China’s historic 2020 participation in the G20’s Debt Service Suspension Initiative (DSSI) marks an important moment in China’s increasing multilateralism. However, while the DSSI gives African governments short-run fiscal space, it also accentuates medium-term debt distress. An ambitious DSSI+ architecture that enhances the transparency and consistency of China’s participation, ensures equal treatment across creditor types, and brings to the fore debt forgiveness is needed to address solvency crises in addition to liquidity ones.
Such a DSSI+ framework of sovereign debt measures could raise the creditworthiness of borrowers post-restructuring. China (A+/Negative) has significantly expanded its economic and financial ties with African governments, swiftly becoming the region’s single most important creditor. With almost a third of African sovereigns’ external debt service over 2020-24 due to be paid to China, its involvement in the G20’s DSSI has been crucial.

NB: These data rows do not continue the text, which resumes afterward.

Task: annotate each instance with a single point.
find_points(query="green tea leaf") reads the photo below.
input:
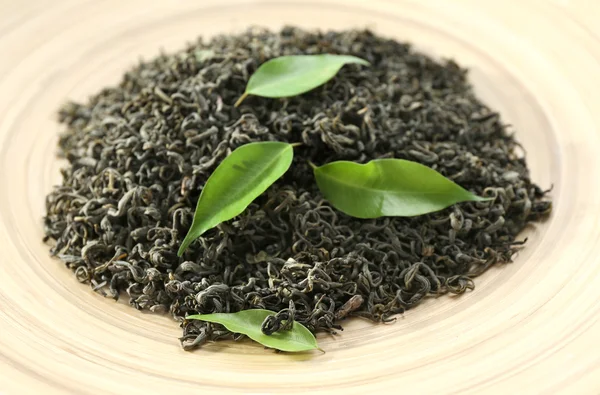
(388, 187)
(296, 74)
(245, 174)
(248, 322)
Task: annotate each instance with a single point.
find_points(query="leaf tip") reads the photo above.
(241, 99)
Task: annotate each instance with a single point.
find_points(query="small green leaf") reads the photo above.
(249, 322)
(203, 54)
(388, 187)
(245, 174)
(296, 74)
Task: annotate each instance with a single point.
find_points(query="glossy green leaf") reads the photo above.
(245, 174)
(388, 187)
(249, 322)
(296, 74)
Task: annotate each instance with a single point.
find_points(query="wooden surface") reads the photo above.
(529, 327)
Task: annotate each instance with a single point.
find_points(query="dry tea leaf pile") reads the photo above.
(140, 153)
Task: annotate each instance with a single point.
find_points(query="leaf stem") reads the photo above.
(241, 99)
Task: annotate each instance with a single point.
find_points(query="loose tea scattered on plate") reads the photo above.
(140, 154)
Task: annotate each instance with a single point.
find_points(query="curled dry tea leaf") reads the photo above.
(296, 74)
(238, 180)
(388, 187)
(248, 322)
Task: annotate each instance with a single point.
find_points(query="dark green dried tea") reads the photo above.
(140, 154)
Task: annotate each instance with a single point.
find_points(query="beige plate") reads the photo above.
(531, 326)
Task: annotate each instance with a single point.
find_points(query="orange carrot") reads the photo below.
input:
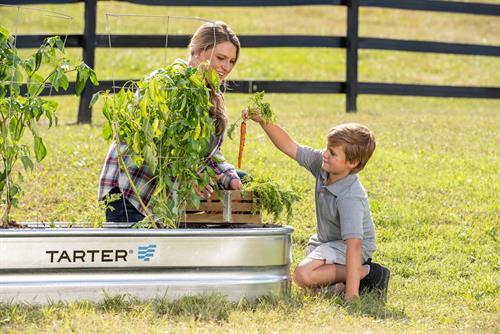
(243, 132)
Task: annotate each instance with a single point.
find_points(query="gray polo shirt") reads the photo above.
(342, 209)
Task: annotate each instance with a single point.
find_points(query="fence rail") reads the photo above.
(89, 41)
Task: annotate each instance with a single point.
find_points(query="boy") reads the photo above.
(342, 248)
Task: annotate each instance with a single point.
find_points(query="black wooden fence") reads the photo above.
(89, 41)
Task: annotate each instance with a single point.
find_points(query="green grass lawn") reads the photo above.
(433, 181)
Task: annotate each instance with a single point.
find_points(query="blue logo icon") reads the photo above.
(146, 252)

With the extension of DSSI beyond 2020, Angola and Djibouti could see total DSSI savings on bilateral loans from China alone of above 4.5% of 2019 GDP on 2020-21 debt service.
 However, while suspension of debt service on bilateral loans is credit positive near term, it could raise debt-servicing distress later: Angola, Djibouti and Mozambique could each see increases in their debt servicing requirements over 2022-24 of over 1% of GDP on average per year due to DSSI participation, from the shifting of payments to later years on NPV-neutral bases (see Annex I for DSSI’s term sheets). With half of all sub-Saharan African sovereigns being at risk of or in debt distress entering 2020, this transfer of debt distress from near- to medium-term could be credit negative should a more systemic sovereign debt crisis develop.